As the Spartans' top two sprinters, Bethany is usually right on Sarah's heels, and it's making the senior work harder. Bethany has watched her older sister turn up her training this season, but it's also affected Bethany, as well. She's lowered her times simply by training with Sarah.
With sectionals on the horizon, Bethany has yet to overtake her older sister. Sarah won the 100 at a tri-meet April 28 in 14.37 seconds, and Bethany was right behind in second in 14.81.
In Lowell, Carissa Thiel is reminded every day when she walks into the field house, where the record boards honoring her older sisters are hard for the Red Devils' senior to ignore. She doesn't let the accomplishments of Rachel and Nicole Thiel bother her, instead embracing her sisters' records. Rachel owns the school shot and discus records, and was the 2006 state shot put champion. Nicole is the Lowell record holder in the pole vault.
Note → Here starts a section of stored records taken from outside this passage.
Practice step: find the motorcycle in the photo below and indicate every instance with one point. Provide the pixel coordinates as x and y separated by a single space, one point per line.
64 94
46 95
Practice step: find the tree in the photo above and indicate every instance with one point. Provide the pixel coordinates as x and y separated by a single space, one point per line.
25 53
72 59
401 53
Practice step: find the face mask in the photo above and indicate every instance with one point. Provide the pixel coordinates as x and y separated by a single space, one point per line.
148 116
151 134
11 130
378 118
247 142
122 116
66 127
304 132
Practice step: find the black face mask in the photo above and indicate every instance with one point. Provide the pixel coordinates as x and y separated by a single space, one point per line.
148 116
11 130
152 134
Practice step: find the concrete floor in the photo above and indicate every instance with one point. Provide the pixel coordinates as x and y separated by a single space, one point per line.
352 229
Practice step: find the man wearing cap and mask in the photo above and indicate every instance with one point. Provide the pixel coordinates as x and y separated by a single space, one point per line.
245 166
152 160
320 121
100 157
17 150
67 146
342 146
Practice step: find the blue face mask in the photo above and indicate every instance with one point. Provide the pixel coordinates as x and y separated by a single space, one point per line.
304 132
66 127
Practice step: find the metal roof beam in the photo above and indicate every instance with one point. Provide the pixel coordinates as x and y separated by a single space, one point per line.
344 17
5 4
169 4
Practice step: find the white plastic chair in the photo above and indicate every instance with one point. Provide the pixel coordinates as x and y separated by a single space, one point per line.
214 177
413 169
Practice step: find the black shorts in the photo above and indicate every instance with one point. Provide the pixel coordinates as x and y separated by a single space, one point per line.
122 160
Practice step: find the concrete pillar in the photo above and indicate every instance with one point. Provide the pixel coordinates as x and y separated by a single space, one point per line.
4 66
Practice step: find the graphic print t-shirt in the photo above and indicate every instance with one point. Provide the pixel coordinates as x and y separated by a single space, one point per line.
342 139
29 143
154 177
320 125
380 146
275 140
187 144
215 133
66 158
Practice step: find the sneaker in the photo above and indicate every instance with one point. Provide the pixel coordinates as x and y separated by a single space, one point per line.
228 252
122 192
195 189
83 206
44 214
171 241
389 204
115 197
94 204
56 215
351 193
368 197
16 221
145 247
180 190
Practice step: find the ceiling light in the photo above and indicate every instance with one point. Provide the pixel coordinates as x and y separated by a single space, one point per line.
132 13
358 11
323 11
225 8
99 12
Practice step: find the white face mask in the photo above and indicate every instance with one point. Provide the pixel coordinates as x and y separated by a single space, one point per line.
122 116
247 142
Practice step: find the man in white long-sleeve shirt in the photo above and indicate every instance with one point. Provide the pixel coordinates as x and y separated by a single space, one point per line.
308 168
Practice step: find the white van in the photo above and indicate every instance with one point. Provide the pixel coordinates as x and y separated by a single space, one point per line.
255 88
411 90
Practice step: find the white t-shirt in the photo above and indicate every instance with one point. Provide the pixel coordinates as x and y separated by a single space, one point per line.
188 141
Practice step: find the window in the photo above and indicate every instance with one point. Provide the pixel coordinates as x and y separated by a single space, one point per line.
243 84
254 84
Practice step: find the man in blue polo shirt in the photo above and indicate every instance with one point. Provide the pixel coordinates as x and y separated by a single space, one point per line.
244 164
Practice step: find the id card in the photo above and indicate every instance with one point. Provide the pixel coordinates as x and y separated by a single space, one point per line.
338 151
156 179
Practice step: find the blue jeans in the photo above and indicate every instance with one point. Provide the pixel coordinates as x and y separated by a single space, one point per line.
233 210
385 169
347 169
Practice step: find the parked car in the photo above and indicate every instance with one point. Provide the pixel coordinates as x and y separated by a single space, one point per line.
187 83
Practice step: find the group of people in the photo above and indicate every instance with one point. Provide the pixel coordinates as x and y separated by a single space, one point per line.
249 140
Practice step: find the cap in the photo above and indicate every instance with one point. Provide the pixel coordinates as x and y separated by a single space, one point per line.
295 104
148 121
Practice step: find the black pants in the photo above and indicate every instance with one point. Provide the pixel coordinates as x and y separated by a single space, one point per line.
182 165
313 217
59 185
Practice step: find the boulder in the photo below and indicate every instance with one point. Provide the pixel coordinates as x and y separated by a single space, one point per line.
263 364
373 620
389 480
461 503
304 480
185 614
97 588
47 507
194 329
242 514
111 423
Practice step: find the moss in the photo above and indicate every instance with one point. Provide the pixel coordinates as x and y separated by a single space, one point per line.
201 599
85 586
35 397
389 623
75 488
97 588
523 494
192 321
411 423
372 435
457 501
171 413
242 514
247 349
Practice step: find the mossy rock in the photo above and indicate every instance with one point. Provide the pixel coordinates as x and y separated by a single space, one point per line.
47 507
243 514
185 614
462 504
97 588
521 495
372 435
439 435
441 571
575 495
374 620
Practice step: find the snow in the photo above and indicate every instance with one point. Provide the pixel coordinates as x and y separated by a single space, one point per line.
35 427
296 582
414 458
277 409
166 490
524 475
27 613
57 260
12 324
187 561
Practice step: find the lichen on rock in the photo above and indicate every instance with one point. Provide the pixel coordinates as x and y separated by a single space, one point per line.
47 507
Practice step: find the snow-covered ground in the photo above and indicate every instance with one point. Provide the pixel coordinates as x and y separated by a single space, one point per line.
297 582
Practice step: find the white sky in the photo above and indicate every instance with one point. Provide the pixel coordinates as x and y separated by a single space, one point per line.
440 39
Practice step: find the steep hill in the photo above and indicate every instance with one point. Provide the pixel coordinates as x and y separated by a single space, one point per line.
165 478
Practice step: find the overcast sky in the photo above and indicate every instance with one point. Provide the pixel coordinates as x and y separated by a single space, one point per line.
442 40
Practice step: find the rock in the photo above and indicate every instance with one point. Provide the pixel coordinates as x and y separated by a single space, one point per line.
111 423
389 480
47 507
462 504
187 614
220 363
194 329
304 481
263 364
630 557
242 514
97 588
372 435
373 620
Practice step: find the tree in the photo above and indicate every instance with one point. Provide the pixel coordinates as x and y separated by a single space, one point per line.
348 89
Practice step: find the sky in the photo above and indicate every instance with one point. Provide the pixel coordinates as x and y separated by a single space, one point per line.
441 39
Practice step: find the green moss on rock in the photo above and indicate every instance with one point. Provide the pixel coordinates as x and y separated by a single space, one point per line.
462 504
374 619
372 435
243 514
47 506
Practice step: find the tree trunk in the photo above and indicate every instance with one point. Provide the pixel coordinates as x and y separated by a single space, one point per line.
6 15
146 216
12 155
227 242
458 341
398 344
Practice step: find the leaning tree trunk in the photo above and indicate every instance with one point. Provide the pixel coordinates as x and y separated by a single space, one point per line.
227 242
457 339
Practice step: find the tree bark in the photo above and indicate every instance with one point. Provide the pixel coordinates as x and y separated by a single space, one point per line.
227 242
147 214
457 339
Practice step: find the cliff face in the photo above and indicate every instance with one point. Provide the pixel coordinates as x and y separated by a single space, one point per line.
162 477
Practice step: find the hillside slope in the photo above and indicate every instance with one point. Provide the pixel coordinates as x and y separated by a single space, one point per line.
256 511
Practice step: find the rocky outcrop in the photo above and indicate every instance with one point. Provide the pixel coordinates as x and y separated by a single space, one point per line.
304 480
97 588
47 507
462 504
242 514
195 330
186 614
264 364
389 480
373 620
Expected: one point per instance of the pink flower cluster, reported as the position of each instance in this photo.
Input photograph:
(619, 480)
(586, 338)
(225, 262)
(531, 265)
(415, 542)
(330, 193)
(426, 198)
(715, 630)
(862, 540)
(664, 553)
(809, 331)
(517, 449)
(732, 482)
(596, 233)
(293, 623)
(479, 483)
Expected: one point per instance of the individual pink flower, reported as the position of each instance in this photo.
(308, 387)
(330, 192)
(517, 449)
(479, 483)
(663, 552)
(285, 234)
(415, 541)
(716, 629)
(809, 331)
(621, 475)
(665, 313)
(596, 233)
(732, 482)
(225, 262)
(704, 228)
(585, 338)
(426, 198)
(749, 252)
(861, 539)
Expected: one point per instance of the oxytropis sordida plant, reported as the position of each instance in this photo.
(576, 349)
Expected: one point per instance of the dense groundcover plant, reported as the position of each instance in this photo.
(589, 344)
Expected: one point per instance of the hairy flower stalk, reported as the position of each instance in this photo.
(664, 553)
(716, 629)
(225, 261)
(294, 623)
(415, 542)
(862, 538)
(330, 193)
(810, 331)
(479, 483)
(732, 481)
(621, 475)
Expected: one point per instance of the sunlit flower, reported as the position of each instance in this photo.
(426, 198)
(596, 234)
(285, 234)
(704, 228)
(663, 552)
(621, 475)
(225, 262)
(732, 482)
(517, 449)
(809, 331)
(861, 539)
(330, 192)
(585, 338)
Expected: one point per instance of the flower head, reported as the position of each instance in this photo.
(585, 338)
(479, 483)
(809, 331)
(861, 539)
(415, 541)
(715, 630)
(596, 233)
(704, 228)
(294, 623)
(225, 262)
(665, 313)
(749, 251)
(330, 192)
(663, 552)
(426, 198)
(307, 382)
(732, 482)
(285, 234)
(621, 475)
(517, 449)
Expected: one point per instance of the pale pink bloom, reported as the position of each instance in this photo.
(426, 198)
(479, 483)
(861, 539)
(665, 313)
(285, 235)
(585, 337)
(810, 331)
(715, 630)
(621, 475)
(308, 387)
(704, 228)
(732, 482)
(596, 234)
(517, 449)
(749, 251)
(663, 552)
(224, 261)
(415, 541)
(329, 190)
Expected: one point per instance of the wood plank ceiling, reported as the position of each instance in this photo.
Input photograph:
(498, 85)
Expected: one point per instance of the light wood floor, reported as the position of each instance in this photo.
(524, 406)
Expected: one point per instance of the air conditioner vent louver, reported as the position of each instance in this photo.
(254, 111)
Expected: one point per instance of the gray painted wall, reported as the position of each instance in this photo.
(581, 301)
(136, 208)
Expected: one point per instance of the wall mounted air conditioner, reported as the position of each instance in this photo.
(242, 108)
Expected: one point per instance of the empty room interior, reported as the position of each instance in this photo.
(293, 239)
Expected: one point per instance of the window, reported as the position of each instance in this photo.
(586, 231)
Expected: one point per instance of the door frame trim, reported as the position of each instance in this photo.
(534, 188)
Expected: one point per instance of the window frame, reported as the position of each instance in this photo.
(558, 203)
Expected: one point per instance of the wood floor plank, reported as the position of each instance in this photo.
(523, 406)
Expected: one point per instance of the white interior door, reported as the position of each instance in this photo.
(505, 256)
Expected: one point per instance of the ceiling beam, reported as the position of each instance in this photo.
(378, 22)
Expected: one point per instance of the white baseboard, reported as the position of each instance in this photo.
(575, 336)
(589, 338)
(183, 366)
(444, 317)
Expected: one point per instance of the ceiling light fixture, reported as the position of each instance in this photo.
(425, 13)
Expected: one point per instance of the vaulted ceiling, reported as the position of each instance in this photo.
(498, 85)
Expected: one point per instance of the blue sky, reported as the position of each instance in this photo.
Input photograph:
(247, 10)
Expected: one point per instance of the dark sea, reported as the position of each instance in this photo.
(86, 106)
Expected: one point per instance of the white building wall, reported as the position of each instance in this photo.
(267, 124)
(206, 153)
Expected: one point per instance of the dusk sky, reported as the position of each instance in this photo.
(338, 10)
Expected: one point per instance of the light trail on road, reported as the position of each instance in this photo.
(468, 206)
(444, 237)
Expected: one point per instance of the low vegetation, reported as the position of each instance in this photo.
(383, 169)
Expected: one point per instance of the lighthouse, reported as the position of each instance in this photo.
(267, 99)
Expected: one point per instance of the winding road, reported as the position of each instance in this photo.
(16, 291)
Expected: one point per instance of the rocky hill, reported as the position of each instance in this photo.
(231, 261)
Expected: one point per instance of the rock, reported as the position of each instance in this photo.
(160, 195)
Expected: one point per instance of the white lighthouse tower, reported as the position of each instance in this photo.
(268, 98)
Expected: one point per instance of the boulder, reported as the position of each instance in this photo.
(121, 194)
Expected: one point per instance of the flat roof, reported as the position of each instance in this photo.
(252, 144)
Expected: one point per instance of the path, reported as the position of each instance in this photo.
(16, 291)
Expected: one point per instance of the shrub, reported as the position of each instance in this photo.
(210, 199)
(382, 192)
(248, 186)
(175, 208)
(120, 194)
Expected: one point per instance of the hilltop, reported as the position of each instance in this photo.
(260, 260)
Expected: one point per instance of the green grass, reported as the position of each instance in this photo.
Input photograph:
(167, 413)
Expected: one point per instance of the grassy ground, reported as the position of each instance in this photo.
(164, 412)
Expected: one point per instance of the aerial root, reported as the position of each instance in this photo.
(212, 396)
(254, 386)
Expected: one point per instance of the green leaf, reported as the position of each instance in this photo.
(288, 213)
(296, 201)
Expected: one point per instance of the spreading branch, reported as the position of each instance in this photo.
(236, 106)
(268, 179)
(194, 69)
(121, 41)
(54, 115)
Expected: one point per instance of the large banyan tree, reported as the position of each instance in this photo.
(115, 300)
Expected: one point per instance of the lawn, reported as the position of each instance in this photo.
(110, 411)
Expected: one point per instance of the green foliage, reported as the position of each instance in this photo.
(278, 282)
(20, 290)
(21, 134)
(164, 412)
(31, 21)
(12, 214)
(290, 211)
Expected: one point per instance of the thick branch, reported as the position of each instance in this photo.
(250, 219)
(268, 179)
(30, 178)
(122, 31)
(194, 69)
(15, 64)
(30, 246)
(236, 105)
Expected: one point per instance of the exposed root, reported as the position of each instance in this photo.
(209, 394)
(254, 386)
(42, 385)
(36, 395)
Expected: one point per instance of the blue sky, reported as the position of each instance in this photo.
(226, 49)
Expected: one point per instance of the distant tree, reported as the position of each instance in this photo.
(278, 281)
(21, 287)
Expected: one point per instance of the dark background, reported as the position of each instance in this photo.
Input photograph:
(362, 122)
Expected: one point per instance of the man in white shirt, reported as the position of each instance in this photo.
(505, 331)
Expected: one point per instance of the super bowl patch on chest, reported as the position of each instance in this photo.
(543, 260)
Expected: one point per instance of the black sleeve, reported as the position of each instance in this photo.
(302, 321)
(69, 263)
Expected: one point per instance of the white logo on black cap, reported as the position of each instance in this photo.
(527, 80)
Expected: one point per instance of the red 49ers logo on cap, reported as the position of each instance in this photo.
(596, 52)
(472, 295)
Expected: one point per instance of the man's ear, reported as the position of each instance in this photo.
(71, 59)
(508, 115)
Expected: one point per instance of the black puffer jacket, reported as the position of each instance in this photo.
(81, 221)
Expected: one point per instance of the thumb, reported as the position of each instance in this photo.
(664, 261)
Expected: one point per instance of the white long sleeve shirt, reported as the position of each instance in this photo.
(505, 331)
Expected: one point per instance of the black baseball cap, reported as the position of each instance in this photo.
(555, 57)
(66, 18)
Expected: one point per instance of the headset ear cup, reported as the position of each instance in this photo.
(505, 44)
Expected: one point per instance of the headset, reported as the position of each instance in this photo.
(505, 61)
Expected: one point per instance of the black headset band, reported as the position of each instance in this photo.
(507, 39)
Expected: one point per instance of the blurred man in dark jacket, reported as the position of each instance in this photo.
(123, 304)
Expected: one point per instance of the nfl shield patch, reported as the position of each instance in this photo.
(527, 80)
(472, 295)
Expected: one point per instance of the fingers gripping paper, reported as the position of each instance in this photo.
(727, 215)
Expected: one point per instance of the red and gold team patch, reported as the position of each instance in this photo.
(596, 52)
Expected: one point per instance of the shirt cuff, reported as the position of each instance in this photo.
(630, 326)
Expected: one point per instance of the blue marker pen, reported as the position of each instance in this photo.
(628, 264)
"People always ask if I'm going to be up there (on the record board), but it doesn't look good," Carissa said with a laugh. "Volleyball has always been my main sport, so I haven't felt the competition with track."
Having sisters involved in the same sport led to a friendly rivalry. Whenever Rachel came home from Marquette, where she also threw the shot put, she attended Carissa's meets and started coaching her.
"Sometimes your mindset isn't right to be helped at a meet," Carissa said. "(But) her help has definitely helped.
"If anyone can give you criticism that can tear you down, it's your family, and then they'll be right there to give you compliments to build you right back up."
Lowell coach Scott Coil said there's one primary difference between the sister Carissa is most compared to: While Rachel is more fundamentally sound, Carissa is mentally stronger, a compliment Carissa embraced.
But if she finishes her career without breaking any records, the senior won't be the only Thiel not in the history books.
"I really won't feel bad if I'm not on the record board because my older brother (Garrett) isn't, so we're kinda on the same field," Carissa said with a chuckle.